Sample size justification

This section contains the following:

Introduction
Things to consider when writing a sample size calculation
Illustrative example - Binary outcomes example
Illustrative example - Continuous outcomes example
Illustrative example - Cluster randomised trial example
Additional resources
Further reading

Introduction

The sample size for a trial should be large enough to detect a clinically important difference in the primary outcome(s) with a desired probability. All protocols for pragmatic trials should have a sample size section. The calculation is dependent upon the design of the trial and the type of data of the primary outcome, the desired significance level etc. For example, binary outcomes (such as alive or dead) and continuous outcomes (such as length of hospital stay, weight of patient) require different methods for calculating sample sizes. Similarly, cluster trials require different method to trials which randomly assign individuals. The sample size should be inflated to make allowance for loss of patients during the trial (attrition).

The protocol should indicate how the sample size was determined. If a formal power sample size calculation was used, the authors should base the calculation on the primary outcome(s) (see Outcome measures). All the quantities used in the calculation should be justified and reported, and the resulting target sample size per comparison group should be given.

Things to consider when writing a sample size calculation:

The sample size should be calculated on the primary outcome(s)
The calculation should reflect the type of trial design being used
The calculation should reflect the type of outcome (binary, etc)
The type of data will influence the sample size calculation
The anticipated outcomes in intervention and control groups should be estimated
The significance (alpha) level, often assumed 5%, should be stated
The power level (beta) level, often assumed 80%, should be stated

Scenarios where special considerations apply

Cluster trials

The main consequence of adopting a cluster randomized design is that it has lower statistical power than a patient-randomized trial of equivalent size due to observations within each cluster being correlated.

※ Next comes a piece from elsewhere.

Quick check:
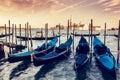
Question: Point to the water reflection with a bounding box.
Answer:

A measure of the extent of the clustering is known as the ‘intracluster correlation coefficient’ (ICC). Because of this, sample sizes require to be inflated to adjust for the clustering effect. Both the ICC and the cluster size influence the inflation required. In general, increasing the cluster size above 50 will give little additional statistical power, whereas increasing the number of clusters is more efficient. Researchers often have to trade off the logistical difficulties and costs associated with recruitment of extra clusters against those associated with increasing the number of patients per cluster. Within a protocol, the additional items to state are:

the assumed ICC
the number of clusters
the average cluster size

Illustrative example - Binary outcomes example
The total minimum sample size was determined to be 8500 women, with half allocated to receive calcium supplements and the other half to receive placebo tablets. This sample size is sufficient to obtain 80% power to detect a 30% reduction in the rate of pre-eclampsia in the calcium group (2.8%), as compared with the placebo group rate of 4%. This rate in the placebo group is based on data obtained from one of the populations considered for the study, with HRP/RHR/WHO supported population based data collection system. This rate is at the lower end of the range from other candidate centres and gives the sample size calculation a conservative approach. An even more conservative estimation is a reduction in the rate of pre-eclampsia from 3.5% in the placebo to 2.45% in the calcium group, which requires a total of 9000 women. A total of 4500 women will be sufficient to show a reduction from 4% to 2.40% or a RR of 0.60. This latter sample size will be used as the milestone for the first interim analysis. (WHO Multicentre Randomized Trial of Calcium Supplementation for the Prevention of Pre-eclamsia - go to protocol)

Illustrative example - Binary outcomes example

The total minimum sample size was determined to be 8500 women, with half allocated to receive calcium supplements and the other half to receive placebo tablets. This sample size is sufficient to obtain 80% power to detect a 30% reduction in the rate of pre-eclampsia in the calcium group (2.8%), as compared with the placebo group rate of 4%. This rate in the placebo group is based on data obtained from one of the populations considered for the study, with HRP/RHR/WHO supported population based data collection system. This rate is at the lower end of the range from other candidate centres and gives the sample size calculation a conservative approach. An even more conservative estimation is a reduction in the rate of pre-eclampsia from 3.5% in the placebo to 2.45% in the calcium group, which requires a total of 9000 women. A total of 4500 women will be sufficient to show a reduction from 4% to 2.40% or a RR of 0.60. This latter sample size will be used as the milestone for the first interim analysis. (WHO Multicentre Randomized Trial of Calcium Supplementation for the Prevention of Pre-eclamsia - go to protocol)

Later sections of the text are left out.